Marocs : roman historique

Auteur Michel Thouillot
Editeur L'Harmattan
Date 2015
Pages 273
Sujets Maroc
Roman
Cote 60.533
Recension rédigée par Henri Marchal


            Le titre de l’ouvrage « Marocs » au pluriel peut surprendre. Au fil des pages, il prend tout son sens. Deux « Marocs » s’animent autour du Maréchal Lyautey avec les figures croisées du rebelle rifain Abdelkrim al-Khattabi et du peintre Jacques Majorelle en quête d’orientalisme.

            Après un passage épisodique au ministère de la Guerre, Hubert Lyautey revient au Maroc en 1917. La beauté de Rabat dont il a fait la capitale du Protectorat le fascine comme aux premiers jours de son arrivée dans le pays. Mais l’orage de la rébellion gronde et l’inquiète. Dans la zone espagnole, Abdelkrim rassemble autour de sa personne les tribus du Rif pour engager un mouvement de libération. Au même moment, Jacques Majorelle débarque à Tanger à la recherche de dépaysement. Lyautey compte sur lui pour dessiner au sud un autre visage du Maroc, celui d’un pays berbère et montagnard.

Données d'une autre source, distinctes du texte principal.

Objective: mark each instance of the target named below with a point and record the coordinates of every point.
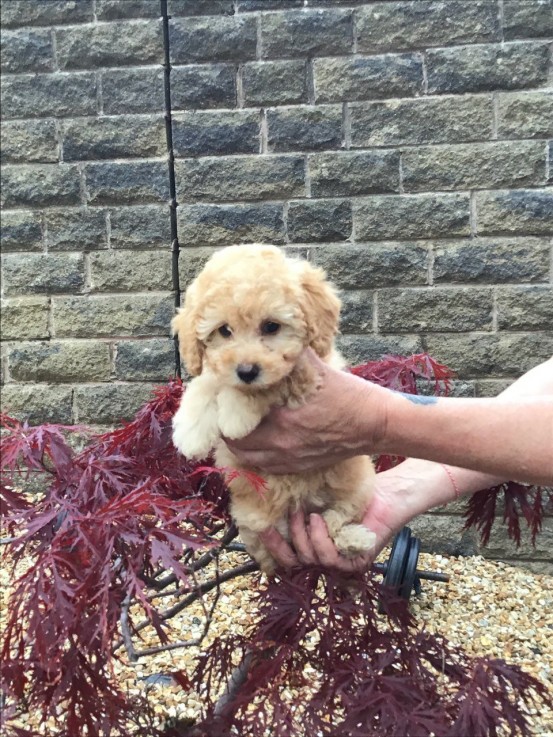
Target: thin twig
(125, 630)
(242, 570)
(235, 682)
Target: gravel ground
(490, 608)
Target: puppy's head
(251, 312)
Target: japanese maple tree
(119, 522)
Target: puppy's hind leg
(195, 427)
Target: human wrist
(371, 411)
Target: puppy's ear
(321, 308)
(184, 325)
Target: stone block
(60, 361)
(349, 78)
(203, 86)
(319, 220)
(43, 273)
(100, 45)
(357, 312)
(353, 173)
(29, 142)
(374, 265)
(140, 226)
(124, 136)
(212, 39)
(145, 360)
(525, 114)
(21, 230)
(207, 133)
(358, 349)
(525, 308)
(434, 309)
(491, 387)
(116, 10)
(245, 5)
(420, 216)
(509, 66)
(524, 211)
(119, 183)
(492, 260)
(130, 271)
(54, 12)
(48, 95)
(474, 166)
(304, 128)
(38, 403)
(444, 535)
(306, 32)
(110, 404)
(421, 120)
(484, 355)
(527, 19)
(274, 82)
(199, 7)
(24, 319)
(74, 229)
(100, 316)
(221, 178)
(40, 185)
(27, 50)
(502, 547)
(225, 225)
(133, 90)
(392, 26)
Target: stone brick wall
(403, 145)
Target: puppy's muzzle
(248, 372)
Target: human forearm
(511, 439)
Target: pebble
(489, 608)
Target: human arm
(510, 436)
(403, 492)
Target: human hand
(345, 416)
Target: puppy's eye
(270, 328)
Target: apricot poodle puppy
(246, 321)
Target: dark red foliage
(518, 500)
(123, 518)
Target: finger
(301, 539)
(279, 548)
(328, 554)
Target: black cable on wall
(173, 204)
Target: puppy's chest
(309, 490)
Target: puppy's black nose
(248, 372)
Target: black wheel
(395, 572)
(409, 581)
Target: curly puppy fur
(246, 321)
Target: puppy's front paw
(352, 540)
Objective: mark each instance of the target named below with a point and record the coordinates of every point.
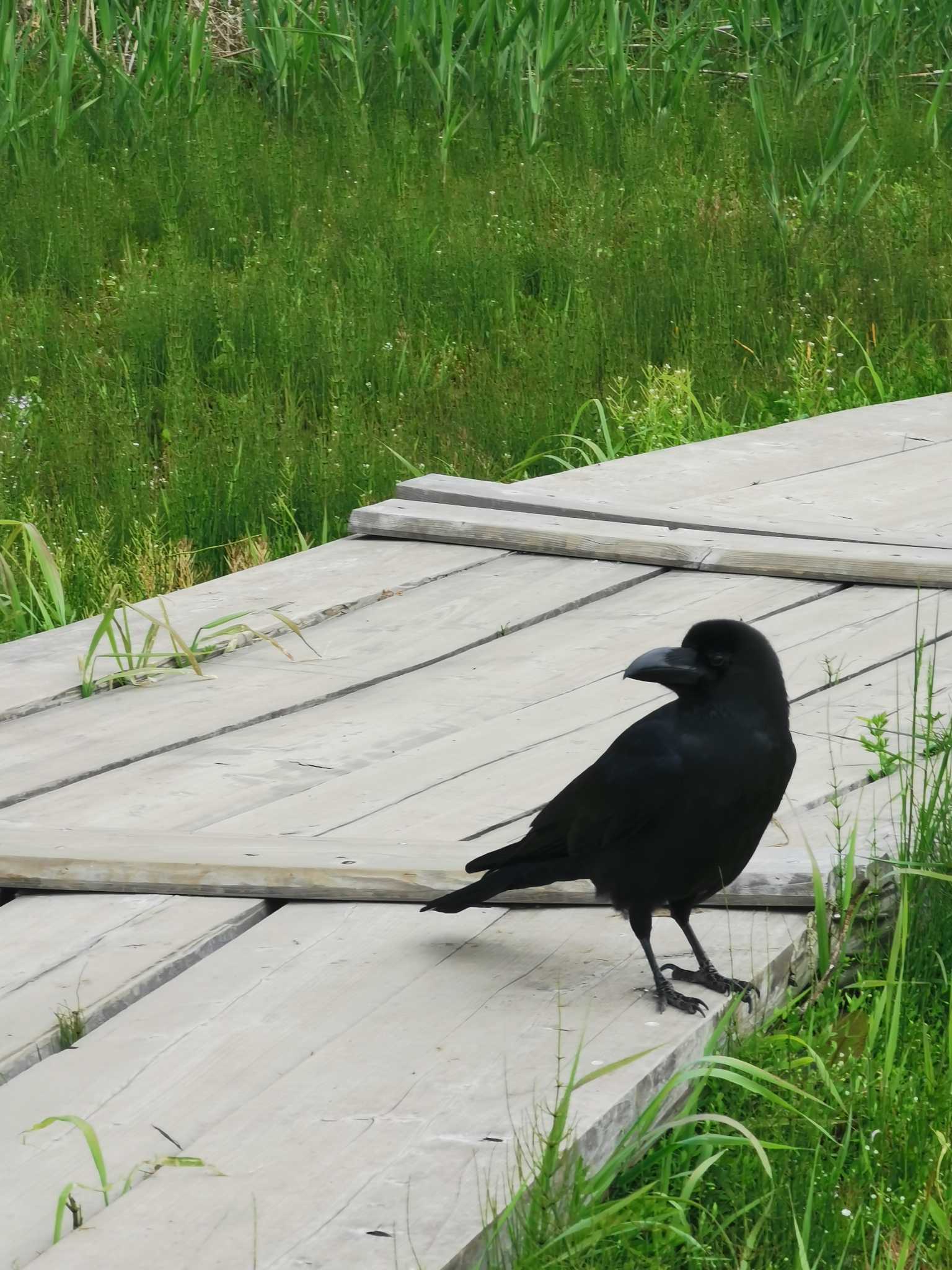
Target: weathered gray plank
(461, 786)
(97, 956)
(408, 630)
(37, 858)
(273, 1048)
(764, 458)
(526, 497)
(309, 588)
(549, 666)
(902, 493)
(649, 544)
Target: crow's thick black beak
(674, 667)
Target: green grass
(845, 1165)
(223, 324)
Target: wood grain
(523, 497)
(36, 858)
(655, 545)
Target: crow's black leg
(667, 995)
(706, 974)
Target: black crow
(676, 807)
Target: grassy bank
(224, 316)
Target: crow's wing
(625, 791)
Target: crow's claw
(710, 978)
(669, 996)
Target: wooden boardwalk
(356, 1071)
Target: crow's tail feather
(509, 878)
(475, 893)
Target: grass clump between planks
(822, 1141)
(257, 260)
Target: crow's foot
(710, 978)
(669, 996)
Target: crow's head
(715, 655)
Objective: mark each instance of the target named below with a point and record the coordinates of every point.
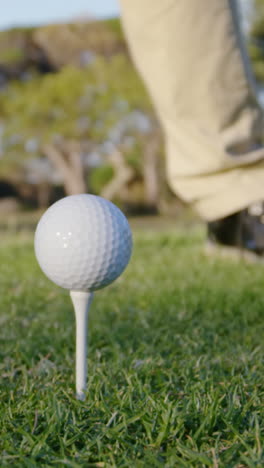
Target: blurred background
(74, 115)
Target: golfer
(192, 58)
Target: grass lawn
(176, 371)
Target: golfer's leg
(190, 56)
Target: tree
(66, 115)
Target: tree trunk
(67, 160)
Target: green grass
(176, 374)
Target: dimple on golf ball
(83, 242)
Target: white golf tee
(81, 302)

            Le Rifain passe à l’offensive en 1921 contre les Espagnols qui lui offrent peu de résistance, mais il ménage les Français qui entendent se protéger d’une contagion sur les confins de leur territoire. Il négocie la libération des prisonniers espagnols pour une forte somme, qui fera dire au roi Alphonse XIII : « Elle revient cher, la viande de poule ». En prenant conscience de sa puissance, il abandonne sa position de neutralité tandis qu’ailleurs la pacification piétine. Dans le sud, les couleurs de l’Atlas exaltent l’imagination de Jacques Majorelle dont la peinture s’éloigne du bariolage folklorique de ses collègues.

            En 1925, après la débandade espagnole, l’ascendant d’Abdelkrim prend une telle emprise que Lyautey doit sacrifier les nobles principes de sa politique indigène et faire le choix de l’affrontement. De son côté, J. Majorelle se préoccupe, à la demande du résident, de ranimer les arts marocains. Mais, à Paris, on dénonce l’inefficacité de la guerre coloniale constructive comme Lyautey l’entendait. Il faut reconquérir le Maroc septentrional révolté par une action concertée avec les Espagnols en utilisant des moyens radicaux. Pétain se substitue pour la mener à Lyautey qui démissionne et regagne la France en octobre 1925. Abdelkrim cède sous la force de la violence qui lui est opposée et se rend à la France en mai 1926 pour échapper aux Espagnols dont il redoute les atrocités. En exil au Caire, il dira trente ans plus tard qu’ « (il) est venu vingt ans trop tôt ».

            Ce roman historique séduit par l’originalité d’une construction littéraire qui s’ordonne face à Hubert Lyautey autour du mouvement contraire d’un conflit et d’une rencontre. La lutte contre un pouvoir étranger contraste avec la recherche de l’Autre poursuivie par un peintre.

            Ce double rapport à l’autre entraîne le lecteur dans une réflexion soutenue par la qualité de l’écriture.